Joint photography exhibition recalls dramatic scenes of Occupy movement
Blindspot Gallery's exhibition of photographsy by Souh Ho and Ken Kitano coincides with the first anniversary of Hong Kong police attempts to disperse democracy protesters with pepper spray and tear gas in the city's Admiralty district on September 27.
Ho presents an intelligent and varied overview of the main Admiralty and Mong Kok protest sites, while works by Ken Kitano are from his continuing Our Face series of portraits taken during the Occupy protests.
Ho shows a long wall of black and white documentary-style photographs, using as mounts the plastic ties that were ubiquitous in those months: profusely employed by protesters to bind together stacked steel barricades and by police to bind the hands of arrested protesters.
Ho’s work includes long and wide landscape photographs of the transformed streets, counterpointed by the poignant minutiae of a protest.

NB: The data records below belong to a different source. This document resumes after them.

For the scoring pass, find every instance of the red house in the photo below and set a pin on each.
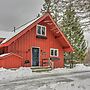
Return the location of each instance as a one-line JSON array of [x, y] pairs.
[[37, 43]]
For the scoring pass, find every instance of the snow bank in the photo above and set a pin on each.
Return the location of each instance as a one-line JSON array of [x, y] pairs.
[[6, 74], [77, 68]]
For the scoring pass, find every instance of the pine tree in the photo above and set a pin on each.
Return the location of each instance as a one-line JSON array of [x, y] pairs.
[[72, 29]]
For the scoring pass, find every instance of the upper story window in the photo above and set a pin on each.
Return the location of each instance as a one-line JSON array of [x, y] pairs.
[[53, 52], [41, 30]]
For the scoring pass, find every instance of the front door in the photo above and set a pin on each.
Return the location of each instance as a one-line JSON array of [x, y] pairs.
[[35, 56]]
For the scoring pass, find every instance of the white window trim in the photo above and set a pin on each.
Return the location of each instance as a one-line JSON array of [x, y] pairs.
[[41, 32], [54, 53]]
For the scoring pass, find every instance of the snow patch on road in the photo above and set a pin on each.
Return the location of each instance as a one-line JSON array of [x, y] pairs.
[[26, 72], [8, 74], [77, 68]]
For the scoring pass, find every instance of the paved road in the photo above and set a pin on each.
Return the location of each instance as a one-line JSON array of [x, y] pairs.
[[34, 82]]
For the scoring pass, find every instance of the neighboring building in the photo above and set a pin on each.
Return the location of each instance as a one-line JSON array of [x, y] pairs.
[[34, 44]]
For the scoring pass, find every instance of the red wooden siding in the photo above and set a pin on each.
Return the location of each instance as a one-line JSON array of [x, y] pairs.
[[10, 61], [23, 45]]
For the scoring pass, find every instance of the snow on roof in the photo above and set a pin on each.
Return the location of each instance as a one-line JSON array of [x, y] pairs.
[[9, 35]]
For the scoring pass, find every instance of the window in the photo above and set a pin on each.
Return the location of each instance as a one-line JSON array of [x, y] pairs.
[[41, 30], [54, 52]]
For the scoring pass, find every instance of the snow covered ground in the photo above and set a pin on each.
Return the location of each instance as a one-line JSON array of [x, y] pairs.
[[77, 78], [8, 74]]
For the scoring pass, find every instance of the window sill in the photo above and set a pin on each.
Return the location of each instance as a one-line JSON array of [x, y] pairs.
[[54, 58], [41, 37]]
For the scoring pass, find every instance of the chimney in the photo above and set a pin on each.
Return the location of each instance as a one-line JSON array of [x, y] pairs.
[[14, 29]]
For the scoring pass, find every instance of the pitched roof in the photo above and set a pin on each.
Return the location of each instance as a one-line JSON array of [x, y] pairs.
[[9, 35], [22, 30]]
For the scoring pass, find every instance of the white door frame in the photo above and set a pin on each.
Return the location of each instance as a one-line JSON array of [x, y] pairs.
[[31, 54]]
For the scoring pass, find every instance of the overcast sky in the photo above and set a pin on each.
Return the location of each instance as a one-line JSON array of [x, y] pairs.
[[14, 13], [17, 12]]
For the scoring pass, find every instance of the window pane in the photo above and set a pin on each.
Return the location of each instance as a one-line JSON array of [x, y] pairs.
[[43, 30], [56, 53], [39, 30], [52, 52]]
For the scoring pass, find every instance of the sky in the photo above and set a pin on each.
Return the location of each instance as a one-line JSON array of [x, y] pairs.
[[14, 13]]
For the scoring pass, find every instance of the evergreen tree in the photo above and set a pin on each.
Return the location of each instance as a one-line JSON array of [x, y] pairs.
[[72, 29]]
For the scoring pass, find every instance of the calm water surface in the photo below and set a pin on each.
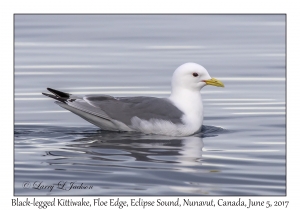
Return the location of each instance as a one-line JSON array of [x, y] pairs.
[[241, 148]]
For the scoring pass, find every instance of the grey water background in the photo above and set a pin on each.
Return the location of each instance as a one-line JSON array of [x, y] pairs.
[[241, 149]]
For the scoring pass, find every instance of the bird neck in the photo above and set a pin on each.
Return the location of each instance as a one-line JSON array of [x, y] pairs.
[[188, 101]]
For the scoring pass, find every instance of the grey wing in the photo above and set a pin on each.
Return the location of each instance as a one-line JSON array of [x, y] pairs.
[[124, 109], [82, 105]]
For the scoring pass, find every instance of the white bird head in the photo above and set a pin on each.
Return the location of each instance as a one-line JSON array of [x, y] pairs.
[[193, 76]]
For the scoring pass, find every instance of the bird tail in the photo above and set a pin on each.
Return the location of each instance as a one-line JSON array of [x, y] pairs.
[[58, 95]]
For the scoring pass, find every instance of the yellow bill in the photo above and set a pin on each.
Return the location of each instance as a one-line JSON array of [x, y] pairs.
[[214, 82]]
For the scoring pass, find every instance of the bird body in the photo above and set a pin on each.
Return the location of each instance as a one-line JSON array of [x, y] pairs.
[[181, 114]]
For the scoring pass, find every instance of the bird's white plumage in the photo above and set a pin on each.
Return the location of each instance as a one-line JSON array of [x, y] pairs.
[[187, 81], [187, 97]]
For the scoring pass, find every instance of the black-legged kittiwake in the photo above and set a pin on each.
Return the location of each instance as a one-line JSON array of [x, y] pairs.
[[181, 114]]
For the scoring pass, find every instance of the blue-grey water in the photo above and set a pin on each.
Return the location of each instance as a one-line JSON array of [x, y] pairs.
[[241, 149]]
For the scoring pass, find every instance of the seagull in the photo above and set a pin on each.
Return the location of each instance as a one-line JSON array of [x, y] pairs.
[[181, 114]]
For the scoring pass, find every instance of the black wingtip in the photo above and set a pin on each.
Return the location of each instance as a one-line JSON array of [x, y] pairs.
[[59, 93], [54, 97]]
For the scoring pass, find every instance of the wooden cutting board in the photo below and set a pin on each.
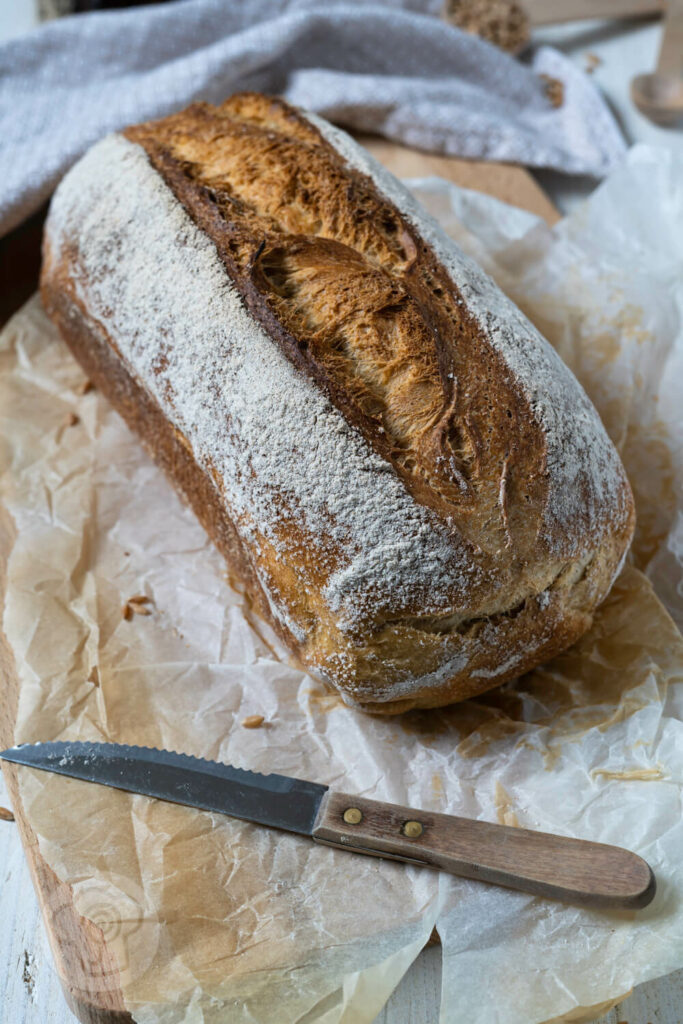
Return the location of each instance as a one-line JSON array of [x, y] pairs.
[[79, 948]]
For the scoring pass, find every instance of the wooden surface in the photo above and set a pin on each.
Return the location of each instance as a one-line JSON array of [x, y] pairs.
[[78, 948], [556, 866]]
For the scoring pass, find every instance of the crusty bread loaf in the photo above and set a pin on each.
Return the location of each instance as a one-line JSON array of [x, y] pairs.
[[413, 486]]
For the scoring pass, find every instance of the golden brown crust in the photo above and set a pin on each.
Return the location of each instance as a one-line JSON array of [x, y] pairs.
[[349, 292], [346, 288]]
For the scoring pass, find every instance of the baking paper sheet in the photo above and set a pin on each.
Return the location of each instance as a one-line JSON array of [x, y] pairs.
[[212, 920]]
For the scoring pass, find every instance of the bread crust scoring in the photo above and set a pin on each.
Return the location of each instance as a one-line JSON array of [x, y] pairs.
[[413, 486]]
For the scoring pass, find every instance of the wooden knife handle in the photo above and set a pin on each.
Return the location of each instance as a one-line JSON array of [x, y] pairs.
[[569, 869]]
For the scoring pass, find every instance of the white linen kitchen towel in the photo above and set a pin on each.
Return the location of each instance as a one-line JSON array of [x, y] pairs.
[[391, 67]]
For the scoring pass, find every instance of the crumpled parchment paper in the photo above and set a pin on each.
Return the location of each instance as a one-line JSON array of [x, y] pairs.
[[212, 920]]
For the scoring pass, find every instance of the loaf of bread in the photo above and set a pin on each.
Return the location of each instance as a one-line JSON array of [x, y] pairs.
[[412, 486]]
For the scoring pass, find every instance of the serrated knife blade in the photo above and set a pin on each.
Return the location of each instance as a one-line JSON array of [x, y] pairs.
[[556, 866]]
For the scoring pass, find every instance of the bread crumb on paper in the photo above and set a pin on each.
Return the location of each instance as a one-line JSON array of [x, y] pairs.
[[554, 89]]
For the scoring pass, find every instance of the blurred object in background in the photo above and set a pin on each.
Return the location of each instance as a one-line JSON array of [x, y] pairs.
[[503, 23], [47, 9], [508, 24]]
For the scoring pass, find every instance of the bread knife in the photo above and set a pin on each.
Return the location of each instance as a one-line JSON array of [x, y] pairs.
[[556, 866]]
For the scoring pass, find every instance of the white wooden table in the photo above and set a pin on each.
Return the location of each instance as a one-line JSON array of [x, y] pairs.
[[30, 986]]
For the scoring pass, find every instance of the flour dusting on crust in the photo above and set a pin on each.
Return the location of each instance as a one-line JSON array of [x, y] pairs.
[[269, 435], [586, 493]]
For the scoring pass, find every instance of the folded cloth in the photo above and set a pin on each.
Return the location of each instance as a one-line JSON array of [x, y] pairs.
[[391, 67]]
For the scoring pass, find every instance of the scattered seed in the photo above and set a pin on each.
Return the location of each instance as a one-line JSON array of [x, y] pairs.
[[554, 90], [253, 722], [139, 609]]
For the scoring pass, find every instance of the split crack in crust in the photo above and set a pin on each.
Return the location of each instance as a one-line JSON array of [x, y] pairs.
[[356, 300]]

He also screens a marathon five-hour series of videos silently tracking the movements and daily activities of people in Admiralty.
Another series of large-format photographs show key Hong Kong buildings and structures, including Central’s temporarily pedestrianised Harcourt Road underpass, highlighted with a grey-shaded vertical-lined painted skyline emphasising Hong Kong’s severe urban environment.